遺伝カウンセリングで多くの情報を与えて不安を募らせるのではなく、相談後は医療者が寄り添って、今なにができるかを一緒に考えるために行うのです。

遺伝子検査には、がん本人用と家族用があります

遺伝性乳がん・卵巣がん症候群(HBOC)の遺伝子検査は、どのようなものでしょうか?

自分が乳がんになった場合の検査と、その血縁者の検査があります。

ここでいう遺伝子検査とは、通信販売で購入して自分で検査するような簡易なものではありません。また、美容やアンチエイジングの遺伝子検査とも異なります。医療者のカウンセリングの後に、がん専門の医療機関で行う遺伝性乳がん・卵巣がん症候群(HBOC)専用の遺伝子検査です。

遺伝性乳がん・卵巣がん症候群(HBOC)が疑われる場合に行う遺伝子検査は、BRCA1、BRCA2遺伝子を分析、解析して、病的な変異があるかどうかを調べます。

遺伝性乳がん・卵巣がん症候群の特徴チェックリスト】で疑わしく、遺伝カウンセリングを受けたうえで、納得して選択した方が受ける検査です。

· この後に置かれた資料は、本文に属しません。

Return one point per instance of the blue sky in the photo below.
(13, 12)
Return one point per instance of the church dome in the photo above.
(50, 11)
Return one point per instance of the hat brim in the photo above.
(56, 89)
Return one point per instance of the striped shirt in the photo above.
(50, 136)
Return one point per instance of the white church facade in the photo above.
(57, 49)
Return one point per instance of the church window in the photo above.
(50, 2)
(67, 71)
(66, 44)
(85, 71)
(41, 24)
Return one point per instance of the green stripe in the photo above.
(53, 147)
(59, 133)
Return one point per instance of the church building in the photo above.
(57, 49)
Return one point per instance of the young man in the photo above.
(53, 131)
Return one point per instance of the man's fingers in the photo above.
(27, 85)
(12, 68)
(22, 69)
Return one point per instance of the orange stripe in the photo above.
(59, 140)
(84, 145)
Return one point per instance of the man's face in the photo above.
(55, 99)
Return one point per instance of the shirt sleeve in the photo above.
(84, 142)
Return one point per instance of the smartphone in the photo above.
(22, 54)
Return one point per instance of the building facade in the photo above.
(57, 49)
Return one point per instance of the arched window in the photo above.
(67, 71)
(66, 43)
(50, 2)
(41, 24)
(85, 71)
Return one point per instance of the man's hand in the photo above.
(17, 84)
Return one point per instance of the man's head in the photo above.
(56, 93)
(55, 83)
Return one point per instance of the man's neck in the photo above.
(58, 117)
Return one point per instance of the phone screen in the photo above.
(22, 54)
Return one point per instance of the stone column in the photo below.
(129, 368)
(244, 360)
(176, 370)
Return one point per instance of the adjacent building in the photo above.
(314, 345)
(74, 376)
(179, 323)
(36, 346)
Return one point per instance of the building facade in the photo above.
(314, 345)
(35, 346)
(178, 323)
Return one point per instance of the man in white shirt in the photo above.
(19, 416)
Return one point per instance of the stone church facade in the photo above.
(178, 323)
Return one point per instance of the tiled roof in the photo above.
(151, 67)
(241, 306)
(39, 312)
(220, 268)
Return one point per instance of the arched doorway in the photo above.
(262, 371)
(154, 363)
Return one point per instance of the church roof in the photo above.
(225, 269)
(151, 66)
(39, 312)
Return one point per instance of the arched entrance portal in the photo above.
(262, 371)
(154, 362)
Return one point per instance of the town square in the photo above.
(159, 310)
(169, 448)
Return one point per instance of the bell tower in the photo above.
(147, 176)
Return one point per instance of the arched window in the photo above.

この検査には、“発端者向け検査”と“血縁者向け検査”があります。“発端者向け検査”は、乳がんや卵巣がんを発症し、家族歴などをみて、HBOCであることを疑うきっかけになった人への検査です。

まず、その人が“発端者向け検査”を受けて、その結果が陽性だった場合に、その血縁者が“血縁者向け検査”を受けるのが一般的です。

検査方法は、採血です。もちろん日帰りで、採血前の食事制限などもありません。血液は検査会社に送られ、約1か月で結果が出ます。

費用は、自費診療で“発端者向け検査”は、約25万円。“血縁者向け検査”は約4~5万円が目安です。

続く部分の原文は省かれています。